Experiment with the controls on the right to zoom in and and pan around on this light curve to look at the marked flare and other features (some sort of periodic feature maybe?)

Making an animation#

Looking at the above plot we can see the flare event in both the long and short cadence light curves. Since we can see it even in the 30 minute data, we should be able to make an animation of the area around the flaring star and see the flare happen.

We will use TESScut, the MAST cutout tool for full-frame images to cutout the area around the flaring star across the entire sector, and then make a movie that shows how it changes over time.

We will use the astroquery.mast Tesscut class to make this cutout.
We will use two functions:

  • Find the sky coordinate of our flare star: Observations._resolve_object*

  • Query for cutouts and get the result as a list of HDUList objects: Tesscut.get_cutouts **

* Observations._resolve_object is a private (not documented) function which is being removed in favor of the public function Observations.resolve_object in the next Astroquery release.

** We must start by finding the sky coordinate of our star, however starting with the next Astroquery release, Tesscut functions will be able to take an object name such as a TIC ID as well.

coord = Observations.resolve_object(f"TIC {tic_id}")

**Requesting a cutout target pixel file. **

This query will return a list of HDUList objects, each of which is the cutout target pixel file (TPF) for a single sector. In this case, because we specified a single sector we know that the resulting list will only have one element and can pull it out directly.

cutout_hdu = Tesscut.get_cutouts(coordinates=coord, size=40, sector=1)[0]
cutout_hdu.info()

A TESScut TPF has three extensions:

  • No. 0 (Primary): This HDU contains meta-data related to the entire file.

  • No. 1 (Pixels): This HDU contains a binary table that holds data like cutout image arrays and times. We will extract information from here to get our set of cutout images.

  • No. 2 (Aperture): This HDU contains the image extension with data collected from the aperture. We will use this extension to get the WCS associated with out cutout.

cutout_table = Table(cutout_hdu[1].data)
cutout_table.columns

The Pixels extension contains the cutout data table, which has a number of columns. For our puposes we care about the “TIME” column which has the observation times in BTJD, and the “FLUX” column which contains the cutout images (they are calibrated, but not background subtracted).

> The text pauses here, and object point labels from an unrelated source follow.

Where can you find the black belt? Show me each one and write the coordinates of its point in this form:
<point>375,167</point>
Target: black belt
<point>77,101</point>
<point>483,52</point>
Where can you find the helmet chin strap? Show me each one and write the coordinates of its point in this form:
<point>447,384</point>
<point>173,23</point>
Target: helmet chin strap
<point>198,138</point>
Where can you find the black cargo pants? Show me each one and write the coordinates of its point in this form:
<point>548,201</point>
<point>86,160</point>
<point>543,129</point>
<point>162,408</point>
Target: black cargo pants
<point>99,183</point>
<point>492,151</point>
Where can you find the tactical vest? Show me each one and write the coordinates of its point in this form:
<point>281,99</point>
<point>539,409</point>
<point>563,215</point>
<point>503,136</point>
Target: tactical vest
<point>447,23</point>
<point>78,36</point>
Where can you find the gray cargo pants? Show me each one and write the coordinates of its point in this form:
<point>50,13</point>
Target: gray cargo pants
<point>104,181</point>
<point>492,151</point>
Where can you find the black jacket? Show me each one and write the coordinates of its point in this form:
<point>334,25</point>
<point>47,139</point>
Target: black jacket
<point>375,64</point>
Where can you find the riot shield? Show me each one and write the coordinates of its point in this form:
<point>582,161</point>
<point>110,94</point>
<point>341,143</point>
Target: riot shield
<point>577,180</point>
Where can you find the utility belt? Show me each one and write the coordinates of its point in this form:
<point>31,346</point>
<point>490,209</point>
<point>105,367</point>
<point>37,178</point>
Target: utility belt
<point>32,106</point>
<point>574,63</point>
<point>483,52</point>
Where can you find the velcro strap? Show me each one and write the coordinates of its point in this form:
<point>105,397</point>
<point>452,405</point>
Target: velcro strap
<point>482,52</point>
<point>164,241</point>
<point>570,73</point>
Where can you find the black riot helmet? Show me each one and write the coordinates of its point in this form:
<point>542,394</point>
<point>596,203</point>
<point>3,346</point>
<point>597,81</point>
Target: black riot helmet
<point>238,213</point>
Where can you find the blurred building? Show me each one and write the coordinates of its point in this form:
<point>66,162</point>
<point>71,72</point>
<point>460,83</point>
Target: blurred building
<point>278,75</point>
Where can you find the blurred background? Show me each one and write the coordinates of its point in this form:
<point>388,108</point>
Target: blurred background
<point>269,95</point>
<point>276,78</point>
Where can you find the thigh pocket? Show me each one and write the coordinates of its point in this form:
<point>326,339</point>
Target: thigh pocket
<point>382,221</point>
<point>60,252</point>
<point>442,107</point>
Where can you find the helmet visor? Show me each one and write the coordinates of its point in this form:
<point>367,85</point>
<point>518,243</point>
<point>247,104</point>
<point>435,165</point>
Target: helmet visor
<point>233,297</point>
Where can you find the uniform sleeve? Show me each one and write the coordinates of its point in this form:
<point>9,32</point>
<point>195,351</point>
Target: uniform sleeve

Exploring the cutout time series#

We want to explore what is happening within our cutout area over the time that the flare occurs, so we will make an animated plot of the cutout frames.

We can’t make a movie of the whole sector (it would take too long), so we will choose only the time range around the flare.

Use the light curve plot to figure out what time range you want to animate, or use our selections.

start_btjd = 1341.5
end_btjd = 1342.5

start_index = (np.abs(cutout_table['TIME'] - start_btjd)).argmin()
end_index = (np.abs(cutout_table['TIME'] - end_btjd)).argmin()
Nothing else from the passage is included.